Ольге он все-таки позвонил. Тихо набрал номер.

– Алло, – сонно ответила трубка.

– Привет, – полушепотом поздоровался Володя.

– Привет, – в сонном голосе стало возникать недовольство.

– Я тебя люблю, Оленька, – поспешил Володя.

Трубка на секунду умолкла. Затем Оля снова заговорила, но голос звучал мягче. Видимо, она все же решила сменить гнев на милость.

– Я тебя тоже. Ты куда пропал? Не звонишь, не подходишь, дома нет. Я волнуюсь.

– Я... – Володя запнулся. – У меня тут очень много всего произошло. Давай завтра встретимся, и я тебе все расскажу. Хорошо?

– Хорошо.

Они договорились, где и когда встретятся, и Володя попрощался. На кровать завалился, чувствуя усталость, но сон не шел. И он долго еще лежал и глядел в потолок.
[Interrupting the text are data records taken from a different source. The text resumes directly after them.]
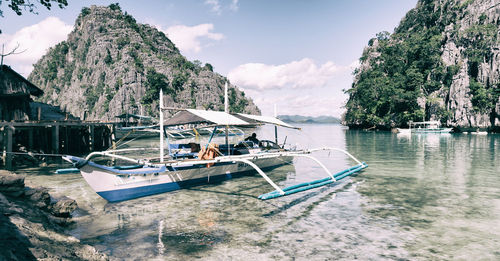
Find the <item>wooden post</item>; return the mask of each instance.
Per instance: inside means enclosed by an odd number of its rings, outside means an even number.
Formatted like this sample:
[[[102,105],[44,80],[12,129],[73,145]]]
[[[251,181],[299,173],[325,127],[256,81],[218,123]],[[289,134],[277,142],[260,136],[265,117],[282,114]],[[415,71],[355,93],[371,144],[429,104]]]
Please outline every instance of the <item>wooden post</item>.
[[[33,127],[28,129],[28,151],[33,150]]]
[[[116,150],[116,135],[115,135],[115,125],[111,125],[111,146],[113,147],[113,150]]]
[[[90,125],[89,149],[90,152],[94,151],[94,125]]]
[[[6,160],[7,160],[7,126],[4,126],[0,129],[2,131],[2,164],[6,165]]]
[[[6,169],[12,169],[12,133],[14,132],[14,127],[13,126],[6,126],[6,131],[7,131],[7,144],[6,148],[4,151],[5,156],[5,168]]]
[[[111,146],[116,150],[115,125],[111,125]],[[112,158],[112,163],[115,165],[115,158]]]
[[[59,154],[59,125],[52,126],[52,151]]]
[[[36,119],[37,121],[40,121],[42,119],[42,107],[37,108]]]

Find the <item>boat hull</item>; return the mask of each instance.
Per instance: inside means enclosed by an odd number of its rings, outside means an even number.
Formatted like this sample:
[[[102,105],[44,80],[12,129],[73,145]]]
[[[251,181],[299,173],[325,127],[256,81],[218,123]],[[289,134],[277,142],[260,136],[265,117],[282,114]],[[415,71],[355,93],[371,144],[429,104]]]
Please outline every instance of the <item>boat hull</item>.
[[[439,129],[412,129],[413,133],[450,133],[453,131],[452,128],[439,128]]]
[[[293,161],[291,156],[251,160],[259,168],[269,170]],[[254,173],[242,162],[216,163],[211,167],[196,164],[179,168],[145,167],[117,171],[88,162],[80,172],[94,191],[109,202],[124,201],[196,185],[220,182],[235,176]]]
[[[438,128],[438,129],[427,129],[427,128],[415,128],[415,129],[401,129],[397,128],[397,133],[400,134],[411,134],[411,133],[451,133],[453,128]]]

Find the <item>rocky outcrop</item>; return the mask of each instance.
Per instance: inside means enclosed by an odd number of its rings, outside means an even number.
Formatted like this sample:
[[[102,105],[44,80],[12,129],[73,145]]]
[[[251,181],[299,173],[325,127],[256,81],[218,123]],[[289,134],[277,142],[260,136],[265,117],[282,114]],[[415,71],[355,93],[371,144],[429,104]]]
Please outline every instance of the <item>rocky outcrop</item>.
[[[365,48],[346,123],[389,128],[425,119],[499,131],[499,28],[500,0],[420,0],[393,34]]]
[[[65,235],[76,201],[54,199],[45,188],[25,186],[24,177],[0,170],[0,260],[107,260]]]
[[[118,4],[83,8],[68,39],[28,79],[43,89],[41,101],[100,120],[123,113],[158,117],[161,88],[165,106],[223,110],[227,81],[210,64],[188,61],[163,32],[137,23]],[[229,85],[229,94],[232,112],[260,114],[236,86]]]
[[[447,26],[444,35],[441,58],[446,66],[458,65],[459,72],[453,77],[449,88],[447,109],[452,117],[447,121],[450,126],[461,128],[500,127],[500,96],[487,110],[475,109],[474,94],[470,89],[471,79],[496,89],[500,93],[500,1],[477,0],[462,2],[467,6],[461,11],[463,18]],[[482,35],[485,26],[491,25],[494,35]],[[458,28],[458,30],[457,30]],[[479,31],[478,31],[479,30]],[[469,39],[472,37],[472,39]],[[482,56],[471,55],[468,48],[474,48],[478,42],[488,40],[486,53]],[[467,41],[466,41],[467,39]],[[458,46],[457,46],[458,44]]]

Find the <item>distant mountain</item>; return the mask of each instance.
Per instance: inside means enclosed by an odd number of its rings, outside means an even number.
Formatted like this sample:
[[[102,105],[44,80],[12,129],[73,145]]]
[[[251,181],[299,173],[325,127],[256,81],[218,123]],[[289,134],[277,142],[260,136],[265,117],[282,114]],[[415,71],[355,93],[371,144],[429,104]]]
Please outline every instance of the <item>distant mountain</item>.
[[[301,116],[301,115],[279,115],[278,118],[288,123],[312,123],[312,124],[340,124],[341,120],[332,116]]]
[[[167,107],[223,110],[228,81],[212,65],[188,61],[163,32],[118,4],[84,7],[68,39],[50,48],[28,79],[43,89],[40,101],[94,120],[158,117],[160,89]],[[236,86],[228,92],[231,112],[260,114]]]

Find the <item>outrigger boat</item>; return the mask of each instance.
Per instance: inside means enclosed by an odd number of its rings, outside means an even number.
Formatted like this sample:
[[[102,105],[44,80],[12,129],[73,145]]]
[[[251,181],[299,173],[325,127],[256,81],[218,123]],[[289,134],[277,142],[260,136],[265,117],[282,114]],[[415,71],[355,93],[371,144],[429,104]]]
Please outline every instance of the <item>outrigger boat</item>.
[[[156,148],[156,150],[160,151],[159,161],[133,159],[119,155],[119,153],[123,152],[148,150],[145,148],[93,152],[86,158],[74,156],[63,157],[65,160],[73,163],[80,170],[81,175],[90,187],[107,201],[123,201],[164,193],[197,184],[210,183],[210,181],[214,180],[229,179],[236,175],[250,172],[257,172],[275,189],[272,192],[259,196],[260,199],[266,200],[331,184],[368,166],[347,151],[336,148],[286,150],[283,148],[284,146],[277,144],[276,133],[276,142],[265,140],[260,141],[259,144],[243,141],[233,145],[228,143],[226,136],[226,144],[220,145],[217,148],[216,145],[211,143],[211,140],[217,128],[221,126],[245,126],[257,122],[287,128],[298,128],[284,123],[277,118],[248,114],[232,115],[227,113],[227,110],[226,112],[219,112],[185,109],[164,122],[162,96],[160,92],[161,138],[160,148]],[[168,157],[165,158],[163,149],[164,136],[167,143],[169,143],[169,140],[168,136],[164,134],[164,124],[180,125],[196,123],[211,124],[214,126],[214,131],[208,143],[201,148],[200,152],[197,151],[199,145],[195,143],[168,144]],[[341,172],[332,174],[325,165],[311,156],[311,153],[322,150],[340,151],[353,159],[357,164]],[[94,157],[110,157],[112,159],[127,161],[134,165],[109,167],[92,161]],[[324,169],[326,177],[283,189],[280,188],[264,171],[284,164],[291,164],[294,157],[305,157],[315,161]]]
[[[421,121],[408,123],[408,129],[398,128],[399,133],[450,133],[453,128],[443,128],[441,127],[441,122],[439,121]]]

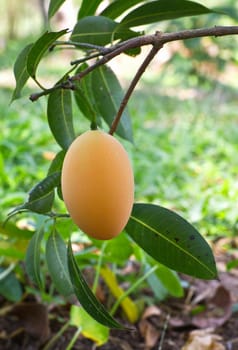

По потолку разбегались причудливые тени. В этих тенях, в рисунке на обоях ему виделись маги, способные движением руки подчинить себе злющего офицера милиции, и кремлевские башни, и изгиб Москвы-реки.

Володя сам не заметил, как заснул. Во сне был все тот же изгиб реки. Только Кремля не было. На берегу чуть поодаль стояла деревенька, и в деревеньке этой творилось что-то неладное.

* * *

...Среди домишек высился боярский терем, высокий и красивый.

Боярину Кучко принадлежало несколько деревень по Москве-реке, но люба ему была именно эта. Оттого и терем здесь заложил с особой любовью. Тут и жил, покуда лихо не случилось.

Князь Юрий на чужом дворе чувствовал себя как дома. Двор был широк и пуст, дворовый люд попрятался. За спиной остался частокол, ворота и перепуганные, но любопытные деревенские. Да свои люди, что отвечали за десницу и шуйцу да берегли спину.

– Ката зови! – потребовал князь и огладил окладистую бороду.

Кто-то из княжьих людей метнулся за ограду. Боярин же, что стоял перед ним и держал ответ, сжался, втянув голову в плечи, но стоял крепко, с вызовом. Это злило князя. Он сердито дернул рукой, проредив на клок бороду. От боли злости прибавилось.

– Где кат?! – взревел во всю глотку.

Палач, широкоплечий детина со злыми бегающими глазками, был уже рядом.

– Здесь, княже.

Юрий недобро посмотрел на палача:

– Где тебя носит, шельма?

Кат смиренно молчал. По опыту знал, что князя злить не с руки. А коли осерчал, лучше и вовсе слова не говорить. Потому лишь прятал взгляд, водя очами по забору, просевшим, чуть не вросшим в землю избенкам, широкому, утоптанному до каменистого состояния двору, да людишкам, перепуганным и бледным.

– Внемлю, княже, – подал голос кат, не дождавшись повеления.

Князь расправил плечи. Хрустнуло вовсе не по-княжески.

– Повелеваю, – пророкотал князь. – Взять сего боярина, имя которому Кучко, и карать люто, покуда хвалу петь не начнет Богу единому и власти, Богом данной. А после забить до смерти. Тело псам скормить, чтоб и памяти не осталось.

Боярина трясло. В глазах стояла смертная тоска и страх пред лютой смертию. Кат, что сам трепетал пред князем, к провинившемуся боярину устремился с поспешностью, достойной лучшей челяди. Кучко лишь вобрал голову в плечи и стиснул в дрожащих пальцах странного вида обережку – круглую бляху с хитрым символом, начертанным одной линией.

Через минуту двор наполнился криками боли. Любопытные людишки дали деру. Князь смотрел на мучения боярина с мрачным удовлетворением. Потом принялся морщиться. А как крики стали невыносимыми, поспешил прочь.

Боярин Кучко орал до хрипу. Потом связки стали сдавать, да и дух нечестивого боярина уже торопился покинуть бренное тело и устремиться на Божий суд, откуда путь ему был один – ко вратам ада. Но кат свое дело знал справно. И муки боярские продолжались.

Недюжие магические способности спасали боярина многократно, но только не в этот раз. Несмотря на всю свою силу, маг не мог избежать страданий, которым подвергалось тело. Он был занят тем, чтобы не отдать то, что дороже жизни, врагам. И от беспомощности своей телесной страдал в разы сильнее душою.